Interessant war hier zu sehen, wie schnell Dean Castiel reinen Wein einschenkte als es um sein Kainsmal ging. Wochenlang hat er Sam nun vorgemacht, dass alles wieder in Ordnung wäre, er sich endlich wieder wie er selbst fühle. Die Episode über behält er diese Fassade gegenüber seinem Bruder auch aufrecht und macht sich über mehr Burger als gewöhnlich her - der alte Dean, so wie wir und Sam ihn kennen. Aber dem Engel gegenüber gelingt das nicht. Er bittet Castiel sogar darum, seiner Existenz ein Ende zu setzen, sollte er sich erneut in einen Dämon verwandeln. Mit Blick auf diese Bitte war es vielleicht auch nicht so verkehrt, Castiel die Folge über von einer menschlicheren, besorgten Seite zu zeigen. Im Fall der Fälle dürfte es Deans Freund somit schwer fallen, dem Wunsch tatsächlich nachzukommen. Aber schon irgendwie bezeichnend, dass Castiel eingeweiht wird und Sam außen vor bleibt, womit neue Konflikte zwischen den Brüdern vorprogrammiert sind. Vor allem jetzt, nachdem die Katze aus dem Sack ist.
Womit wir auch schon beim Ende wären: Die Rettung von Claire bringt tolle Szenen mit sich. Die Winchesters im Team mit Castiel gegen böse Buben bot schon alleine schöne Augenblicke, denn es ist eine gefühlte Ewigkeit her, dass wir die drei bei einer solchen Aktion gesehen haben. Sehr schön war zuvor auch Deans Geschichte zu John Winchester, was ebenfalls Erinnerungen an vergangene Staffeln weckt.
Der Hammer kam aber zum Schluss, als Deans blutige Visionen schließlich wahr werden und er das Verlangen des Kainsmals nicht länger unter Kontrolle halten kann. Sam will nicht glauben, welcher Anblick sich ihm bietet als er ins Haus zurückkehrt und Dean erblickt, der inmitten seiner letzten Opfer - inklusive dem eher unschuldigen Randy - kniet. Ein Moment zum Luftanhalten.
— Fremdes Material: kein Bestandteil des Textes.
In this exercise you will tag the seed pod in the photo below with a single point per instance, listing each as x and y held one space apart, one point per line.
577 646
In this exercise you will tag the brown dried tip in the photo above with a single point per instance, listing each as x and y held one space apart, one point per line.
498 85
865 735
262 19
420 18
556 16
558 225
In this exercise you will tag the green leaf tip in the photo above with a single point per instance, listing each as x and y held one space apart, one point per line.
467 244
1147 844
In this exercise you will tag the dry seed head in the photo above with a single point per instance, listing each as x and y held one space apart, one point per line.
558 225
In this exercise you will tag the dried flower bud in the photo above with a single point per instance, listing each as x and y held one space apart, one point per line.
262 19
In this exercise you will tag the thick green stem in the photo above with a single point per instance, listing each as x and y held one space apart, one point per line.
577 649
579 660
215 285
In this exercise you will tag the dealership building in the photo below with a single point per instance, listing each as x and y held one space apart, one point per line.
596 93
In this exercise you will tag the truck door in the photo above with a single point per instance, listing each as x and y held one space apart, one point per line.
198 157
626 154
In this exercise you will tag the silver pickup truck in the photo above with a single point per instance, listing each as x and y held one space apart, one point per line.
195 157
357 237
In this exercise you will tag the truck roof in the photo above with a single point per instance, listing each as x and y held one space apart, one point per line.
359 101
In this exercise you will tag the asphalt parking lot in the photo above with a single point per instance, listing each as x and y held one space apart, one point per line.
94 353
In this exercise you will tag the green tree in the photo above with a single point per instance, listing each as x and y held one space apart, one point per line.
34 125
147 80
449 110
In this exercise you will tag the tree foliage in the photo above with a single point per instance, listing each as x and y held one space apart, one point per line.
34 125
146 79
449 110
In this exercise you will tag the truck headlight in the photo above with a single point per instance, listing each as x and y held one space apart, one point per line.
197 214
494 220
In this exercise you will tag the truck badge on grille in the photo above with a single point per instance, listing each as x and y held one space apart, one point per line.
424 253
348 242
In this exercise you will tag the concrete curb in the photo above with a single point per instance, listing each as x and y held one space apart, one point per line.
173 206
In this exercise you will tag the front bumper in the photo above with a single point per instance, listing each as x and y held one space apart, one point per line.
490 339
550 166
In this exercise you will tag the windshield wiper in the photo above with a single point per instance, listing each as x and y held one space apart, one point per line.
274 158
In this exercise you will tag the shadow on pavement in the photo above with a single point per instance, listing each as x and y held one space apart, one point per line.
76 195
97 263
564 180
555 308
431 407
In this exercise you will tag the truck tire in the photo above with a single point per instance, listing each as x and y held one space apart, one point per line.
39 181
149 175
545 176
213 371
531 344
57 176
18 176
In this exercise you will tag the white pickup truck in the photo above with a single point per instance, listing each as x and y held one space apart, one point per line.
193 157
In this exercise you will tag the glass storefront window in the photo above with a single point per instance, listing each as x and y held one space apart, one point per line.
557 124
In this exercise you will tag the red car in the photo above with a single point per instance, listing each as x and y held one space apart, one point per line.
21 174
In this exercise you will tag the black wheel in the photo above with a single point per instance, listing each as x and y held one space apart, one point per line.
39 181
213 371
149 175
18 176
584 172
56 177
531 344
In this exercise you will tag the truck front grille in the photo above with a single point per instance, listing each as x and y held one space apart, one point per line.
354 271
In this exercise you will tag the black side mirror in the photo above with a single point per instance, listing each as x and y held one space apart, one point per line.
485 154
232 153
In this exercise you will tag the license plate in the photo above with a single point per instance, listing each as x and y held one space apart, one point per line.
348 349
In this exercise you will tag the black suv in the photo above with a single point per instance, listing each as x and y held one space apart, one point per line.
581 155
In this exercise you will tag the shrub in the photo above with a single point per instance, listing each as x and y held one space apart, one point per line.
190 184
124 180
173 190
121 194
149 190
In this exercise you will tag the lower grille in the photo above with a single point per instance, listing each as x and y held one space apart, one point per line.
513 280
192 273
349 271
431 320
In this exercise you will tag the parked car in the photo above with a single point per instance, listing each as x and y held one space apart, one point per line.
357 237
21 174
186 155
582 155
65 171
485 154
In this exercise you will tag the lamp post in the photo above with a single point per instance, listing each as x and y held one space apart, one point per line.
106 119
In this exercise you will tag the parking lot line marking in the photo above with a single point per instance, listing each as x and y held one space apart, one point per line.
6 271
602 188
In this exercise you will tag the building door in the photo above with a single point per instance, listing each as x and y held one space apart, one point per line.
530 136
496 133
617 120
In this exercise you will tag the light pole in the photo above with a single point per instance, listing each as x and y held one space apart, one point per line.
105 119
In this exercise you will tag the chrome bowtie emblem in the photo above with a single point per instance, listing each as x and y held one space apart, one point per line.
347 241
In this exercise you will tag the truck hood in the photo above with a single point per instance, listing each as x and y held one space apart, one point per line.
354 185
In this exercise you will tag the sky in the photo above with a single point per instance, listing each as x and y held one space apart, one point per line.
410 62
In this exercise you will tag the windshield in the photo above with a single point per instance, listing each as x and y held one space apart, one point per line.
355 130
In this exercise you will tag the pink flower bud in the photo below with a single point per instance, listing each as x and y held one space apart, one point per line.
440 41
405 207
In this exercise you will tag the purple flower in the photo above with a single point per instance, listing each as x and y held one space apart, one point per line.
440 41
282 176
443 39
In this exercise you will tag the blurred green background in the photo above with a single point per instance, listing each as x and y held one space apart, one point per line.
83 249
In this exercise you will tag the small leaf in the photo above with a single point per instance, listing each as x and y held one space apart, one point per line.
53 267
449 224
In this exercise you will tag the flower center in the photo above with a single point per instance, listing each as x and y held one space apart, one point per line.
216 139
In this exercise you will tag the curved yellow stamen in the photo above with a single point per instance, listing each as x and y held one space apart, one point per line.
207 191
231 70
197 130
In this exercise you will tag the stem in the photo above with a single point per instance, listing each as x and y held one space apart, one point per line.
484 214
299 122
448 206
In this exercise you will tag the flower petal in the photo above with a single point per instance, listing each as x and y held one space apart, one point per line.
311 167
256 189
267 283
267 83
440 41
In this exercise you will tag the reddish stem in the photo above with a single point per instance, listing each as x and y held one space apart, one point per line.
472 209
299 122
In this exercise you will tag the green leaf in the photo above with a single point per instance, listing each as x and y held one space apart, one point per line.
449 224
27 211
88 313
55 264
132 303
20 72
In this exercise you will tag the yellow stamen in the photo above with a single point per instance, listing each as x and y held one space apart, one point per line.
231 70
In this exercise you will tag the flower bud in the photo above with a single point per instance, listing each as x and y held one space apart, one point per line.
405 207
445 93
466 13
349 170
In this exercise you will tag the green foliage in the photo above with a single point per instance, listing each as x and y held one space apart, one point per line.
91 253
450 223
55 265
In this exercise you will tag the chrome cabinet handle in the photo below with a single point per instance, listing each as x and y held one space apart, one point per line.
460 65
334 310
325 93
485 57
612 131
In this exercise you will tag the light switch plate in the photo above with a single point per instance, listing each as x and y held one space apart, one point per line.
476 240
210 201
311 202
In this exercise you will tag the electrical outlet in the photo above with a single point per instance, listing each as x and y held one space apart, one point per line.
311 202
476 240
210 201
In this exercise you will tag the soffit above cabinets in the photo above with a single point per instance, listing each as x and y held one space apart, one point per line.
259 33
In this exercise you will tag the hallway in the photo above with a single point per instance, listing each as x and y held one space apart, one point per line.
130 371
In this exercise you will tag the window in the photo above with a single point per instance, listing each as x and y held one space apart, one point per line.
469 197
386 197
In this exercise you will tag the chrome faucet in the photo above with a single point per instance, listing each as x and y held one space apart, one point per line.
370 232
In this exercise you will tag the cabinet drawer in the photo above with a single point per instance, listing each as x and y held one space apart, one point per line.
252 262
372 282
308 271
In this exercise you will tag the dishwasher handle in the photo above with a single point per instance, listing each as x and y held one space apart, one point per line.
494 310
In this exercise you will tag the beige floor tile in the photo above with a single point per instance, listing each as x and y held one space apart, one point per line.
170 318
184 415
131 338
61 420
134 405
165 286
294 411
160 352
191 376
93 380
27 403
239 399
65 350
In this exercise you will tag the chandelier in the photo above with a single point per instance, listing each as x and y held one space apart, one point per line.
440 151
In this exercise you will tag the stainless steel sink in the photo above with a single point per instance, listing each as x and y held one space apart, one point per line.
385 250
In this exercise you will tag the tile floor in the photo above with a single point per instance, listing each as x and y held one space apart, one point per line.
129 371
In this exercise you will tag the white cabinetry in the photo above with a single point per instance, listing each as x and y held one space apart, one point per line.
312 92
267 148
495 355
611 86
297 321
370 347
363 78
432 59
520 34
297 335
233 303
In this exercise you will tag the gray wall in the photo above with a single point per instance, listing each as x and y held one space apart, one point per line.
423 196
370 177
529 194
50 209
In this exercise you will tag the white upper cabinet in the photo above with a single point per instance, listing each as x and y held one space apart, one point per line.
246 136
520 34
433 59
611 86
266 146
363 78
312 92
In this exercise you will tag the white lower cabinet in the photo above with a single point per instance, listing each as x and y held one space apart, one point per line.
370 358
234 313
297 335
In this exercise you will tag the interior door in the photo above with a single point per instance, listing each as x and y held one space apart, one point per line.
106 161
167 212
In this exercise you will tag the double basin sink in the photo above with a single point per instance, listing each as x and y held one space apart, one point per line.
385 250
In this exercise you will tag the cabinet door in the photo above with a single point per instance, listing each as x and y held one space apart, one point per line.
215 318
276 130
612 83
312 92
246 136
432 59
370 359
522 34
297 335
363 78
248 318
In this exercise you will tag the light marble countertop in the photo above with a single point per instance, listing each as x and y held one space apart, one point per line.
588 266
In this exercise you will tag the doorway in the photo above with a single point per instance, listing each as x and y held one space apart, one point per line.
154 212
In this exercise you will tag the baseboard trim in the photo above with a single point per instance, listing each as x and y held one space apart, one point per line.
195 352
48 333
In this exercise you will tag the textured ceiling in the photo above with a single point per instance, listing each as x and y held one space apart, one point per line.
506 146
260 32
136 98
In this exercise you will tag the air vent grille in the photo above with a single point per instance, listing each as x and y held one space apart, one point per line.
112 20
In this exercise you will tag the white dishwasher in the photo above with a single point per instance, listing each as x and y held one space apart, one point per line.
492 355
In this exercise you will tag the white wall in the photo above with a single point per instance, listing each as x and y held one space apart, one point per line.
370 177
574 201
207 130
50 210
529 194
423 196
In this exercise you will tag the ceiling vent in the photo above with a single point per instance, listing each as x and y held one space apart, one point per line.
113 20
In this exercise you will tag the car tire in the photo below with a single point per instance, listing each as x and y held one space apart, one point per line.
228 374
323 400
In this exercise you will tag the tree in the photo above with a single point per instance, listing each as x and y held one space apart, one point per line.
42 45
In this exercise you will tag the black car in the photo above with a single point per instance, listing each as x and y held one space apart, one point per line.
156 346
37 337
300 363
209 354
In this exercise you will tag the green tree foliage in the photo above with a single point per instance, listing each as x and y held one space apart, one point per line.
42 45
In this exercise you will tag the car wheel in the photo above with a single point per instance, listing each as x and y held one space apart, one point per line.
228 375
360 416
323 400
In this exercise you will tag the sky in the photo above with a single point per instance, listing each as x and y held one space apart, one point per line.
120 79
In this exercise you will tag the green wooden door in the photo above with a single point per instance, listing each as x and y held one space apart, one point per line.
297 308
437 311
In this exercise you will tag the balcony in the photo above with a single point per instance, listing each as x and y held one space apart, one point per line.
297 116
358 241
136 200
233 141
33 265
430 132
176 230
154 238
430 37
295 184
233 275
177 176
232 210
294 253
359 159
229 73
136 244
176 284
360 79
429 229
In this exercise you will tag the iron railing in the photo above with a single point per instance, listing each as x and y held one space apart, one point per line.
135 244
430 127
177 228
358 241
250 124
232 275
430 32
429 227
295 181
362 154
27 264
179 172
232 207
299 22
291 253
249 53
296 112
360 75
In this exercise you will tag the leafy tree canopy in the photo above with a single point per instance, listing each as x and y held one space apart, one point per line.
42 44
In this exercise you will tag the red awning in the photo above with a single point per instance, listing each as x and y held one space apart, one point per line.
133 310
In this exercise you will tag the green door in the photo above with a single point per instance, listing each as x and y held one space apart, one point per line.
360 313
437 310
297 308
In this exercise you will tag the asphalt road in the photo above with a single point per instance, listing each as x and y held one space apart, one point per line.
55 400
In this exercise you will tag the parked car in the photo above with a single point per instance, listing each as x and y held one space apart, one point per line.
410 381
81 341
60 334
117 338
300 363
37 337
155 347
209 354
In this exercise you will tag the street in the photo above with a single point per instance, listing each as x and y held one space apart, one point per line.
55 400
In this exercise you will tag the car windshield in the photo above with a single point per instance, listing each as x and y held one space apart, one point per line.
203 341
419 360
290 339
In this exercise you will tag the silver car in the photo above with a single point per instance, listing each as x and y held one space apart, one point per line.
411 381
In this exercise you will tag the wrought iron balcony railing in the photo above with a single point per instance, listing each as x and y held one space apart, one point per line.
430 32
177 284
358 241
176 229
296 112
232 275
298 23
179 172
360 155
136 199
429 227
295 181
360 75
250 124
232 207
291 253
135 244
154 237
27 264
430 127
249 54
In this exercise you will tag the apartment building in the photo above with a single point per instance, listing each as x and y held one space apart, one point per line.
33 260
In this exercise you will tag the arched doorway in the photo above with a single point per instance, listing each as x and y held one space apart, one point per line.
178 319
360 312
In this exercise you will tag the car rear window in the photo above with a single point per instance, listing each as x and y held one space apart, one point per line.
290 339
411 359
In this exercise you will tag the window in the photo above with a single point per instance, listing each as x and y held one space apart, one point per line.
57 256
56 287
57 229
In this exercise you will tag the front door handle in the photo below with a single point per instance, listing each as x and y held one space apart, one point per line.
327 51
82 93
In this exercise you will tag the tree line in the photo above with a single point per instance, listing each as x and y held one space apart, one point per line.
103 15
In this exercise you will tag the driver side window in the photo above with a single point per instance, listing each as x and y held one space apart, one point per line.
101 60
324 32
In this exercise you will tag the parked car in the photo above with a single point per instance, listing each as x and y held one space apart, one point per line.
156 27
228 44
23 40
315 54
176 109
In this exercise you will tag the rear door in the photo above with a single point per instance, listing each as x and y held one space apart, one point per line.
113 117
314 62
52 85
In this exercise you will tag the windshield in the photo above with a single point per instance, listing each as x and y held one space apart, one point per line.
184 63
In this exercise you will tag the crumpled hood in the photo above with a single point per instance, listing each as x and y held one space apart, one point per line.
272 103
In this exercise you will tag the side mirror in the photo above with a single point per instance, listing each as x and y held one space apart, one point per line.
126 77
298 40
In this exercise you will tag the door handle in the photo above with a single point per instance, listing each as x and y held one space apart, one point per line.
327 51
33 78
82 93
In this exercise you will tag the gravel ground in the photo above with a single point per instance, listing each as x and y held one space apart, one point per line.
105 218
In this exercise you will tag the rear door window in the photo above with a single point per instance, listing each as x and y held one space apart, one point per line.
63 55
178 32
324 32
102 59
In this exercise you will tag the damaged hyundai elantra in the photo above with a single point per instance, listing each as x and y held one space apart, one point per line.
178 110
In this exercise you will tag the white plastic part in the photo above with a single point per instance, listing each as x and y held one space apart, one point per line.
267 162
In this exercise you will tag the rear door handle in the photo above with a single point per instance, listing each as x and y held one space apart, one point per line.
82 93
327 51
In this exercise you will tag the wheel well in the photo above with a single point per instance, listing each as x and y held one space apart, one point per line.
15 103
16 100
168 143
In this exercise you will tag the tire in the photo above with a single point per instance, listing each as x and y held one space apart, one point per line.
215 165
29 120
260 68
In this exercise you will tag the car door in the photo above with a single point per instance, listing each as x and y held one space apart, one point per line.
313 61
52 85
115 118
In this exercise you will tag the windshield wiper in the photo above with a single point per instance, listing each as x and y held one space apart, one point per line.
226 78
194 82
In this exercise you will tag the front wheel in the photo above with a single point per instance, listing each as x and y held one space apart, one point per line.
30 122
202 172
Schade nur, dass die Episode in dem Augenblick auch schon wieder vorbei ist.

Fazit: „The Things We Left Behind“ ist an sich eine gute Episode und setzt den Fokus auf familiäre Bande, funktioniert als Midseason-Finale allerdings eher schleppend. Erst in den letzten Minuten kommt die Rahmenhandlung so richtig in Fahrt, um den Zuschauer gleich darauf in die Pause zu schicken. Zudem bleibt fraglich, was genau mit Castiels Handlungsstrang bezweckt werden soll und wie Crowley und Rowena sich in das größere Bild einfügen werden. Gefühlt war das mehr ein Auftakt zur letzten Episode vor der Pause, auch wenn die Lust auf weitere Folgen natürlich bleibt.